Avid Spectator reader Mr Brown had endured the very strictest of lockdowns for family health reasons in Tunbridge Wells. Since March he had interacted only with delivery drivers, his wife and their two children. He was therefore quite unsocialised when he stopped with us for a night on his journey from Kent to the Pongo Delta in Guinea, where for the next 12 months he will be organising the security for a mining company trucking bauxite 200 miles through bandit country. I found him standing outside a village bar looking at his watch because I was an hour late. He heaved a shopping bag for life filled with booze and groceries into the boot of my car, urging that it must go into a fridge as soon as possible.
The previous evening I’d met an English expat from our village who had spent the confinement period wandering about in the vast communal forest behind his house. He told me that in the course of his wanderings he’d come across the remote and lonely grave of a maquisard and local hero called Léon Gérard, who in July 1944 was gunned down and left for dead by the Nazis in a forest glade.

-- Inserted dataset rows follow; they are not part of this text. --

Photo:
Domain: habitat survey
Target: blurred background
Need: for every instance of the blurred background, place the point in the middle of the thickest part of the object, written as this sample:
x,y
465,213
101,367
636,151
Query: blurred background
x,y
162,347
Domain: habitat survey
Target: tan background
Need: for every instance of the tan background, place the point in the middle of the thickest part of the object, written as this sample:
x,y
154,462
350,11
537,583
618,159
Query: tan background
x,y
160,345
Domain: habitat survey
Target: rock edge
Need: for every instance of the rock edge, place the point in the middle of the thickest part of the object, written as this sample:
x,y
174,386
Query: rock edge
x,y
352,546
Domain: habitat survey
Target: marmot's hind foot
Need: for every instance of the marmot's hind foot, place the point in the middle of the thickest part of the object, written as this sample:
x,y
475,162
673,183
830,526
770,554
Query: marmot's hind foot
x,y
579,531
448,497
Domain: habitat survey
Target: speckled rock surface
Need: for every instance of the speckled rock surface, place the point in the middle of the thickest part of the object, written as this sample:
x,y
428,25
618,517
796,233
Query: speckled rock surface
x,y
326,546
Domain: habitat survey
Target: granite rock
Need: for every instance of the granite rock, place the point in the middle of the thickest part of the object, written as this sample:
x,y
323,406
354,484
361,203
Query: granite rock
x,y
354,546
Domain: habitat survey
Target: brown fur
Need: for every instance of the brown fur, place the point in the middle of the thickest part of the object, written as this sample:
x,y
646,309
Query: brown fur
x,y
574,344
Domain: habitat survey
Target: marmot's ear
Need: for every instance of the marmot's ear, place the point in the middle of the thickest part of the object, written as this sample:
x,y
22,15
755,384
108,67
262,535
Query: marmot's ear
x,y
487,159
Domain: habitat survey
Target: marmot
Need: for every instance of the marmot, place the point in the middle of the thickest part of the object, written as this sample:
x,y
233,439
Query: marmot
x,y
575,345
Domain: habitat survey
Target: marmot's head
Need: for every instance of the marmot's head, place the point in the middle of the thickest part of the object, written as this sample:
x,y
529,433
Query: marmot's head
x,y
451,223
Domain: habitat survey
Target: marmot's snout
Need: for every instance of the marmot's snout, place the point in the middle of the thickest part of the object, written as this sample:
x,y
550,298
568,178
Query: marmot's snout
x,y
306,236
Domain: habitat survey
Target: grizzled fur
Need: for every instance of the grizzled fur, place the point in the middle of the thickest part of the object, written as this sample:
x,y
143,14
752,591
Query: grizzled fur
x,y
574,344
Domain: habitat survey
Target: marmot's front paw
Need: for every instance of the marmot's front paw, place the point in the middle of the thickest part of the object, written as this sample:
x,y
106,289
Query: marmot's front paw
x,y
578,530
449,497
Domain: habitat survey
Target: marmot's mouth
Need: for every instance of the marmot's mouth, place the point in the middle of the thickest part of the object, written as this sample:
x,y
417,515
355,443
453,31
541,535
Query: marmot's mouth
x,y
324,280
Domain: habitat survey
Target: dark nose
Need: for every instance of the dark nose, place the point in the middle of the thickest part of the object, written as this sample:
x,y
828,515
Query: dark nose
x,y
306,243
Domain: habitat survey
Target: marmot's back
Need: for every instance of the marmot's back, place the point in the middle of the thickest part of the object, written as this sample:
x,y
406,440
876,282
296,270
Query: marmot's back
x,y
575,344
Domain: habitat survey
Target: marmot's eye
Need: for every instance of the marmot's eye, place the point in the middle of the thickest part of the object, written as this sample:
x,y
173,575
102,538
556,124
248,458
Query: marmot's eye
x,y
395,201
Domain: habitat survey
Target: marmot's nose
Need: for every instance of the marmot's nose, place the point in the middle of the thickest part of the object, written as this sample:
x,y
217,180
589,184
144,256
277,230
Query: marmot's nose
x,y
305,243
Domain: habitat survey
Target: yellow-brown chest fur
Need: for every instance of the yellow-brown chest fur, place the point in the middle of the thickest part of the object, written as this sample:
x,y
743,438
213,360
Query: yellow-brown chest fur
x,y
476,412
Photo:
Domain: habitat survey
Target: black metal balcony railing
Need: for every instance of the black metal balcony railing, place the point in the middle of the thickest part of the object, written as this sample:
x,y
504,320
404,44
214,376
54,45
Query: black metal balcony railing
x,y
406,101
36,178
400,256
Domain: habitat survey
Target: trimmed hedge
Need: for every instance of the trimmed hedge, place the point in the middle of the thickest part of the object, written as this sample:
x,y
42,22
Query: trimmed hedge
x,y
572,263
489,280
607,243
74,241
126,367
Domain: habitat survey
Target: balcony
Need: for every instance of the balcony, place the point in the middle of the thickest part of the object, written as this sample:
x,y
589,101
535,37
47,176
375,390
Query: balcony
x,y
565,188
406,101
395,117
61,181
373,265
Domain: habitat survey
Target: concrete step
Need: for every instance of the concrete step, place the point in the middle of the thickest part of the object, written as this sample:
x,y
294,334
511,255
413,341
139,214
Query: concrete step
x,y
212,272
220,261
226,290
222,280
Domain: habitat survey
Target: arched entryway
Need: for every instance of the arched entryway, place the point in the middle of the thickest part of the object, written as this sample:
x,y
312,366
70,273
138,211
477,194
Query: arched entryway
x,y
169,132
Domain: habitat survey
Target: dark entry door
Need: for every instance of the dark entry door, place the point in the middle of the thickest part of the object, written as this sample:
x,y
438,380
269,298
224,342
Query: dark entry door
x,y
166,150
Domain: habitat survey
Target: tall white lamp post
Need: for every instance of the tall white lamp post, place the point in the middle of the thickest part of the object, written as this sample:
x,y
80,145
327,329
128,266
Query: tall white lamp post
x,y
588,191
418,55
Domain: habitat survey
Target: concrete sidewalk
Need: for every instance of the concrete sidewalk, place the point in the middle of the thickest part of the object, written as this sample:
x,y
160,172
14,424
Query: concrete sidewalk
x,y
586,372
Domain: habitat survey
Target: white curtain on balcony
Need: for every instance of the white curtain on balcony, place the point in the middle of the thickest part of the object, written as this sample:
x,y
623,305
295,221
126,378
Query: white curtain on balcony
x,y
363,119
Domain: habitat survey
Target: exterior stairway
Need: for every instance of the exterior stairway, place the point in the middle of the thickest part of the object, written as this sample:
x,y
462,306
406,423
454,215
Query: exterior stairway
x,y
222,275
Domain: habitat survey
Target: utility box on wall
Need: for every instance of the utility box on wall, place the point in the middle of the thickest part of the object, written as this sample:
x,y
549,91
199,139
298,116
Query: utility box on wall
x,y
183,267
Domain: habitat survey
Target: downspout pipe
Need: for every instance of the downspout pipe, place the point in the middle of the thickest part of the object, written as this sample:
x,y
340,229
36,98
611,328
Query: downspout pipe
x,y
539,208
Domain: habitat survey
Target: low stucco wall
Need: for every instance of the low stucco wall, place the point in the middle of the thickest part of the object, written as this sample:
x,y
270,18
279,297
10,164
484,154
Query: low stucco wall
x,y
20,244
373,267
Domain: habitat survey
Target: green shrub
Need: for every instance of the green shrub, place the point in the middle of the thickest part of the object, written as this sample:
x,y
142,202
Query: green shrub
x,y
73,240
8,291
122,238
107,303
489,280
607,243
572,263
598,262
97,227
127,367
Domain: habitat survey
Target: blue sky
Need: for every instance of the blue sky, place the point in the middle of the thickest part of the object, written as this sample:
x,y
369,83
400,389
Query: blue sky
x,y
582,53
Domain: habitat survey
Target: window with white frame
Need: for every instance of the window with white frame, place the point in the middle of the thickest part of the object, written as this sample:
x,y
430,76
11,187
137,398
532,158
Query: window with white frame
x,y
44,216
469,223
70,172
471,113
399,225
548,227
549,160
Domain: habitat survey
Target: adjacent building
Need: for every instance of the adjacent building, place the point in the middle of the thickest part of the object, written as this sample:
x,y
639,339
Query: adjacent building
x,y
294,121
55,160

The Englishman and I discovered that the Nazi occupation of the village and district was of absorbing interest to the both of us, and he offered to show me his exciting find. I thought that Mr Brown — a former paratroop officer — might also be interested to visit a maquisard’s grave, and so I arranged for our pilgrimage to coincide with Mr Brown’s brief visit.
Time was pressing so I drove Mr Brown straight from the village bar to the expat’s house, from where we could set off on foot across the forested mountainside.